Vivo V3Max, Aurea Mediocritas


Vivo V3Max

There are two main types of smartphones in the world: those who sell in really big numbers, the work horses or “aurea mediocritas” i.e. mid-ranged devices and flagships who get all the glory. The Vivo V3Max falls in the former category, being the follow-up of the 2015 X series and a brave successor truth be told, a mid-ranged droid at an affordable price, produced by a quasi-obscure Chinese company.

The respective company has a history of  taking the best stuff from their direct competitors and assembling  it into their own product, with a twist. The same story goes for the Vivo V3Max, a smartphone that comes very well equipped, even if it doesn’t run the latest Android version and it’s available in just one color, gold that is, and having a limited availability, in certain geographical locations. Other than that, the Vivo V3Max comes with a reasonably capable Qualcomm Snapdragon 652 system on chip, an Adreno 405 graphical processing unit, a 5.5 inches wide IPS display with a respectable 401 pixels per inch density, a solid build and a unique premium feel (it’s made from anodized aluminum, metal and similar high end stuff).

And the best thing about the Vivo V3Max is that it will not require you a second mortgage on your house, being more thab decently priced and falling into the “best bang for the buck” category.

Now, let’s take a closer look, shall we?

Measuring 153.9 x 77.1 x 7.6 millimeters and weighing 168 grams, the Vivo V3Max offers a really manageable size and weight for a 5.5 incher, but it will not win awards in terms of thinness or stuff like that (like the previous gen), being comparable with a Galaxy Note 5 i.e. nothing to write home about.

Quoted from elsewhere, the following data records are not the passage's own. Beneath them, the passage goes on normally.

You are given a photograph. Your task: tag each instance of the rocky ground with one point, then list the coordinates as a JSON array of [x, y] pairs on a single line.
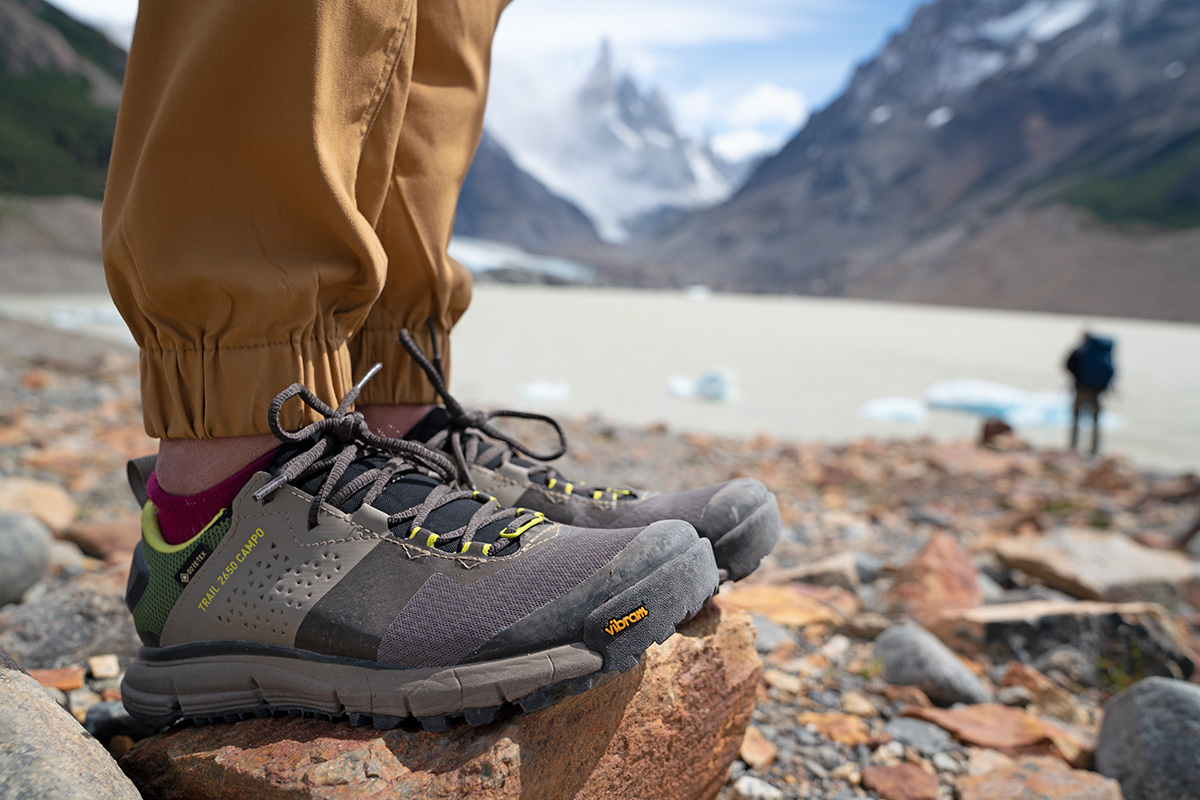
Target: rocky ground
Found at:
[[940, 620]]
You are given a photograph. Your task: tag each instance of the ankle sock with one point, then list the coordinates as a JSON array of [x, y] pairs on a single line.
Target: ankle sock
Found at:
[[180, 517]]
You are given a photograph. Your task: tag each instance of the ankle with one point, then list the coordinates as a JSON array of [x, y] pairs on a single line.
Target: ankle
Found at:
[[189, 467], [395, 420]]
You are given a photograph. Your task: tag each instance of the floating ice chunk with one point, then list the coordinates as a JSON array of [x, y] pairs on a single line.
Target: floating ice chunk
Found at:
[[1018, 407], [719, 384], [546, 391], [894, 409], [484, 256], [940, 116], [73, 318]]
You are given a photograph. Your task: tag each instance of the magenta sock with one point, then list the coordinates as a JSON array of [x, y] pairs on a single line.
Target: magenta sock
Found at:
[[183, 517]]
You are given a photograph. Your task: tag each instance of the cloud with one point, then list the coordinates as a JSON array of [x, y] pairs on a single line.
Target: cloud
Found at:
[[543, 26], [745, 143], [769, 104]]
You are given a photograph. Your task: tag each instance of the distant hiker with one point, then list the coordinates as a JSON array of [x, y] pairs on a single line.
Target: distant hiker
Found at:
[[1091, 365]]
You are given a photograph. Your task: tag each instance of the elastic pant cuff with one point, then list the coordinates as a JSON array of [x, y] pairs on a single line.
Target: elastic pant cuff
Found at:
[[227, 391], [401, 379]]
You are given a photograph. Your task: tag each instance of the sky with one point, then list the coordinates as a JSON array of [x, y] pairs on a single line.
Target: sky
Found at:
[[745, 74]]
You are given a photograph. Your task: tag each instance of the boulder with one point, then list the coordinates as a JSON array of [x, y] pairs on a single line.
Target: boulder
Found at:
[[47, 501], [1123, 639], [838, 570], [900, 782], [1038, 779], [24, 554], [941, 578], [1150, 740], [71, 621], [45, 752], [669, 728], [913, 656], [1098, 565], [105, 537]]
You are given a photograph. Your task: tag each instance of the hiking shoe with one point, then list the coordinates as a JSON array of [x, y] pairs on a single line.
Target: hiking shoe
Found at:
[[351, 579], [741, 517]]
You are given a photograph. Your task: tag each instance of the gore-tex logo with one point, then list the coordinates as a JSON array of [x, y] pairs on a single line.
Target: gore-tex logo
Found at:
[[195, 560]]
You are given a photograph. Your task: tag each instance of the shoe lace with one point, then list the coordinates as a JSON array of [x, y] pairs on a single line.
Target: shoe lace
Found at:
[[462, 437], [343, 437]]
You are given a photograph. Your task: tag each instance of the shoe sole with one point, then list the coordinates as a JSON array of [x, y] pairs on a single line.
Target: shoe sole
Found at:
[[739, 551], [192, 681]]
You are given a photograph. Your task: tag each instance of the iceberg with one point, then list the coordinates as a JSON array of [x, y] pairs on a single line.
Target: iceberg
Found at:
[[1018, 407]]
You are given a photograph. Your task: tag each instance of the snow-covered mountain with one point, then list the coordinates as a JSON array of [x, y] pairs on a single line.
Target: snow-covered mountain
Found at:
[[982, 116], [615, 151]]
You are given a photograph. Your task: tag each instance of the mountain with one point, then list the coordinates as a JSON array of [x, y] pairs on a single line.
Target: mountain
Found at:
[[60, 84], [616, 152], [983, 115], [501, 202]]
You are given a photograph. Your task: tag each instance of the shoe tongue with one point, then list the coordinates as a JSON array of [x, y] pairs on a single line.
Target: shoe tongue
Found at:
[[401, 493], [431, 425]]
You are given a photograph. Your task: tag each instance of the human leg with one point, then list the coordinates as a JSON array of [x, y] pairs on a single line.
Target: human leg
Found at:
[[1074, 421], [443, 125], [249, 173]]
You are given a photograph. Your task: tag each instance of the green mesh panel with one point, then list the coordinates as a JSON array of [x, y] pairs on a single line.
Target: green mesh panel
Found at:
[[163, 589]]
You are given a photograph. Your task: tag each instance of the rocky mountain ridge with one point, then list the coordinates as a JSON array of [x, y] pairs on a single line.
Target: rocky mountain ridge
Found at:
[[981, 110]]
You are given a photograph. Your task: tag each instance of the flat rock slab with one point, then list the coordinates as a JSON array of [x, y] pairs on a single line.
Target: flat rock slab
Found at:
[[900, 782], [1007, 731], [669, 728], [939, 579], [1038, 779], [1096, 565], [45, 752], [72, 621], [1135, 639]]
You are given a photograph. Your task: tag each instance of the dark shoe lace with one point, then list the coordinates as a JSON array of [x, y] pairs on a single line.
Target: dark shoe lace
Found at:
[[343, 438], [463, 440]]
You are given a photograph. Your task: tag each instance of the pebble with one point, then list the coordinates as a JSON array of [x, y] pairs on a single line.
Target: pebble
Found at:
[[912, 656], [106, 666], [24, 554], [924, 737], [769, 635], [749, 787], [1014, 696]]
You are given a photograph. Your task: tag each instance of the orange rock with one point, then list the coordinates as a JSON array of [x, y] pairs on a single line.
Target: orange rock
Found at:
[[907, 696], [1048, 695], [989, 725], [667, 728], [939, 579], [102, 539], [1038, 779], [900, 782], [781, 605], [756, 751], [843, 728], [61, 678]]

However, the VivoV3 Max is a real looker and it doesn’t go over the eight millimeters threshold, being pocketable enough for my taste. In regard to  built quality and design, the Vivo V3Max follows the company’s history of inspiring its devices from Apple’s iPhone and since copying is the highest form of flattery, the Vivo V3Max really comes with an iPhone vibe in terms of feel and looks. This smartphone features a metallic unibody design, with a back panel made using anodized aluminum while the front panel is protected by a curved 2.5 D specially treated/tempered glass. The back panel of the Vivo V3Max also harbors a fingerprint sensor and it’s quite slippery, so consider yourselves warned.

In the screen department, the Vivo V3Max doesn’t shine but the 5.5 inches wide IPS display is pretty good, featuring a respectable 401 pixels per inch density, nice colors and excellent contrast and sharpness. Also, Vivo V3Max’s display is impressively bright for an IPS variety, being comparable in this regard to more expensive smartphones, such as the Xiaomi Mi 5 or Moto X Play.

The Vivo V3Max is powered by a 3000 mAh battery which comes with a decent 70 hours of endurance rating. The smartphone is capable of ten and a half hours of web browsing, almost 29 hours of talk time or 10 hours of video playback.

In terms of connectivity, the Vivo V3Max offers dual band Wi-Fi 802.11 a/b/g/n with DLNA, Bluetooth v4.1, 2G/3G/4G, GPS with GLONASS and A-GPS, a micro USB port together with an FM radio on-board, i.e. more than enough for the average Joe Droid.

The user interface is what you’d expect from Android 5.1 flavored with the company’s proprietary Funtouch OS on top:  a slick interface with lots of features and apps, making for a pretty cool droid skin.


Performance wise, the Vivo V3Max is powered by an octa-core (Cortex A-72 CPUs plus Cortex A-53 CPUs) system on chip, courtesy of Qualcomm, a Snapdragon 652 variety which works in tandem with an Adreno 405 GPU for offering excellent performances and a great Android experience (the phone has a generous 4 GB of RAM!), taking into account the fact that the Vivo V3Max doesn’t run the latest Android version, but an older one which is lighter on the resources/hardware. Even if the hardware is not exactly a super-hero in terms of speed, the overall experience is very pleasant, everything runs smooth and fluid, with no hick-ups.

The camera on the Vivo V3Max has a resolution of 13 megapixels and features a f/2.0 lens, but OIS and other high-end features are missing in action, as expected; however the image quality is excellent, given the price tag of the device. The video capabilities of the Vivo V3Max are not impressive, as the smartphone is capable of recording full HD videos with slo-mo/high speed effects but the quality is mediocre.

Bottom line, the Vivo V3Max can be described as a competent droid, playing in the best bang for the buck racket, offering premium feel in terms of design/built quality and average performance for a very low price.